La trasparenza identitaria, l’opacità poietica. L’ammissione/la missione di una felicità esposta
 
Trasparenza egologica, opacità del Sé. La rete porta trasparenza e benessere? Trasparenza. Siamo sicuri sia un obiettivo da perseguire, la trasparenza? Perché cos’altro è la trasparenza se non la dematerializzazione del Sé, prima ancora che del corpo. È un passare attraverso, la trasparenza. È la perdita di ogni resistenza al flusso di dati e di sguardi, di letture e di profili, la trasparenza. È una perdita identitaria, la sconfitta di un Proprio, l’accalappiamento della Rete. Il Sé identico che va in frantumi, dispiegato su un quadro troppo grande per accoglierlo, perché l’opacità mostrerebbe ancora segni di resistenza. L’opposizione alla reductio. La trasparenza è la porta dell’indifferenziazione, ben lungi da una forma nomadica del soggetto, perché quella presunta leggerezza del soggetto in rete non è altro che la scomposizione della complessità in superficie. Il nuovo dualismo è proprio qui, tra trasparenza e opacità. Tra il guardare attraverso e il guardare qualcosa. Tra l’essere-attraversato e l’essere-resistenza, una composizione di Sé che misura la propria rarefazione o che strappa identità all’annullamento.

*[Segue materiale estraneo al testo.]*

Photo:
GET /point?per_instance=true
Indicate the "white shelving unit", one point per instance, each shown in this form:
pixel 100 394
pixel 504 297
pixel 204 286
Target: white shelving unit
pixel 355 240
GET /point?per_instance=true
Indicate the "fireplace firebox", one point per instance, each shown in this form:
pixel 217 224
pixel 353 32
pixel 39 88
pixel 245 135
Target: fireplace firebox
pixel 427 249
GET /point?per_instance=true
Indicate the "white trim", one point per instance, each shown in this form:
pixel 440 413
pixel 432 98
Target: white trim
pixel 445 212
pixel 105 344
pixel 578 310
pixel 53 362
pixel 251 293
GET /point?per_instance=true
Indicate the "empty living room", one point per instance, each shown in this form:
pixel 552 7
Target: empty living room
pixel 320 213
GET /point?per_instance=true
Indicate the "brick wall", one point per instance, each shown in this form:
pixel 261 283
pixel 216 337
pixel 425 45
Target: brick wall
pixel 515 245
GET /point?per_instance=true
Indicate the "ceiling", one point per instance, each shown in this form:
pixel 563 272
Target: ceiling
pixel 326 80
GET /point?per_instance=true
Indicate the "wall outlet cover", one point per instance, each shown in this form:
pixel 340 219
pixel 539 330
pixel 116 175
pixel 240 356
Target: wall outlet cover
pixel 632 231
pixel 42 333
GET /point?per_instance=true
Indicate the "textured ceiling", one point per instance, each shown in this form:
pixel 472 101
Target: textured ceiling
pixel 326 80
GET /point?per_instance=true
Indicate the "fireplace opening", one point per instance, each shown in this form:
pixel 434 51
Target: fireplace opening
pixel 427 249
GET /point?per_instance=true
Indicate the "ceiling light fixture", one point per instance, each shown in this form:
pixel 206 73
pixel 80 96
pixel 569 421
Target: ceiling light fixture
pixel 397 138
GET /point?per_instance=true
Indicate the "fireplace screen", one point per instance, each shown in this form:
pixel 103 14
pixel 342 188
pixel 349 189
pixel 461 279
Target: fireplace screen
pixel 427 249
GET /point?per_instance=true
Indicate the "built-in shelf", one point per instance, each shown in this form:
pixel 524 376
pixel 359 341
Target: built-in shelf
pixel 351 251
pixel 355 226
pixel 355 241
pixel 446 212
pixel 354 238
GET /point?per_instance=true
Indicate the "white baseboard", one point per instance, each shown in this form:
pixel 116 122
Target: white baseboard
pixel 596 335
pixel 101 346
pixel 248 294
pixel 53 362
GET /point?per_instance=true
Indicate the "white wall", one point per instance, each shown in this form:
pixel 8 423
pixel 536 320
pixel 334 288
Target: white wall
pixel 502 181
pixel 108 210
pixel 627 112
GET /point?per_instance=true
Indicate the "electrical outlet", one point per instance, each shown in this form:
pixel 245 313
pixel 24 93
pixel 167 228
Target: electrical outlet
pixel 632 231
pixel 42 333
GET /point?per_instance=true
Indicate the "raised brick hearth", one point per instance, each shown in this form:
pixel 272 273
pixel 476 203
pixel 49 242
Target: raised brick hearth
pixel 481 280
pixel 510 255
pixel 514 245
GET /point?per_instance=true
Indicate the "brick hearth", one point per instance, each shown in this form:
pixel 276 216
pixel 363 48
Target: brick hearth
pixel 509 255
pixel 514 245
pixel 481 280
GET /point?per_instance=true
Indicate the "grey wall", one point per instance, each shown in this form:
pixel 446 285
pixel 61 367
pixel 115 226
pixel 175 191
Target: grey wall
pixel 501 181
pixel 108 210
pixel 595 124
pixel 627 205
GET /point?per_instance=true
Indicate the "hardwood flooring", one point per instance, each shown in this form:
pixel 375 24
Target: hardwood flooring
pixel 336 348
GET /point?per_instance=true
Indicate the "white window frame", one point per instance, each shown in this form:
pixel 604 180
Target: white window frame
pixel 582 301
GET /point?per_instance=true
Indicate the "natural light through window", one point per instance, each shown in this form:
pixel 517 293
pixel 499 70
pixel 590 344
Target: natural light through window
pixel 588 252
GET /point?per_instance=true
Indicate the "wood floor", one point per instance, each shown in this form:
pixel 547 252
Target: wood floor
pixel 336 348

E allora l’opacità è autopoiesi, è resistenza alla gabbia di rete, è la coscienza di non aver bisogno di esposizione per essere-proprio, una esposizione che invece dissolve e libera-dal-Sé, reifica e vaporizza, che assume come credo indissolubile la missione di una felicità esposta, a qualunque costo. Anche a costo di perdersi. Perdersi e vendersi, perché è un perdersi e esporsi, attraverso una continua riproposizione di un soggetto scomposto e cannibalizzato, disossato. E torna la trasparenza, come la missione e l’ammissione di una felicità esposta, dunque persa, dunque rimandata al visitatore anonimo, a un solus ipse creduto comunitario. Foto con sfondi solo diversi, in cui l’esposizione è il volto ripetuto centinaia di volte, a secchiate, con quella posa là, quella in cui si sta così bene, quella in cui tutto si è già perso ancora una volta. Il profilo migliore, la guancia migliore, l’occhio migliore, lo sguardo migliore, il ghigno migliore. Esposizione. Trasparenza e opacità. Il dove non conta più, è il chi che de-forma il centro della scena, è un chi che tanto più si ripete, tanto più sparisce nell’indifferenziato, trasparente appunto, colonia di superficie. Il ghigno di sempre, la rete trasparente, la vetrina disusa.